Dolezal was raised by white parents who were very religious and who favored her older brother. Dolezal’s parents adopted four other children, all of whom were African-American, and they lived in a very white area of Montana. Dolezal’s adopted sister Esther is the only family member we see much of in the film. (Her parents are only seen via interviews from television news sources.) Esther shows us scars from beatings she claims to have gotten from her adoptive parents, and she says that she was sexually abused by Dolezal’s older brother. Esther brought a court case against this brother that Dolezal herself was participating in, but this fell apart after Dolezal was exposed in 2015.

If Brownson was so set upon making a film about Dolezal, surely she should have pressed more into this family history and pressed Dolezal herself about it. We do see Dolezal attacked and pressed throughout this movie, but by journalists, college students, and former colleagues at the NAACP, and their verbal attacks are increasingly scathing and un-answerable.

Dolezal desperately tries to align herself with absurd terms like “trans racial” in order to try to find some way of making her way of life acceptable, but she always comes up short, and it is impossible to have any sympathy for her because she is so transparently a manipulator and a guilt-tripper. Dolezal gives herself away particularly here in the moment when she says that the negative response she got in the wake of her public outing made her think of her abusive parents.

It seems clear that Dolezal is seeking condemnation, and that she likely wanted to be exposed because only that would give her the twisted form of attention she is seeking. But all of this is a subject only for a psychologist, and it’s not even a particularly interesting subject. Dolezal’s story has nothing to do with race or racial perceptions beyond the racial performance element in her self-presentation that calls up all kinds of ugly memories of white entertainers performing in blackface.

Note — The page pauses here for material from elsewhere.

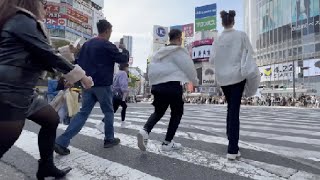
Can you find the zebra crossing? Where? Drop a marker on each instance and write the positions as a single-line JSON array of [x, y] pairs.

The mark of a successful documentary, and a worthy subject for a documentary, is how much it can make us think about and consider various issues and various complications. There is nothing complicated about Rachel Dolezal’s story. It turns out to be small and far too specific to have any bearing on anything beyond the sickness of one highly unpleasant and repellent individual.

So why did Brownson choose to extend Dolezal’s 15 minutes of fame with this movie rather than celebrate or tell the story of an actual living African-American woman? The answer is that Dolezal is basically outrage clickbait in human form, and so Brownson is using Dolezal’s negative attention seeking to get attention for herself as a filmmaker. Nothing beyond that has been accomplished here.

Brownson winds things up with a montage of photos from Dolezal’s youth where we can see that as a teenager she dressed up several times in Asian garb, and so she seems to have had an Asian period as well. Whatever other racial identities Dolezal decides to try out in the future will hopefully be performed in obscurity.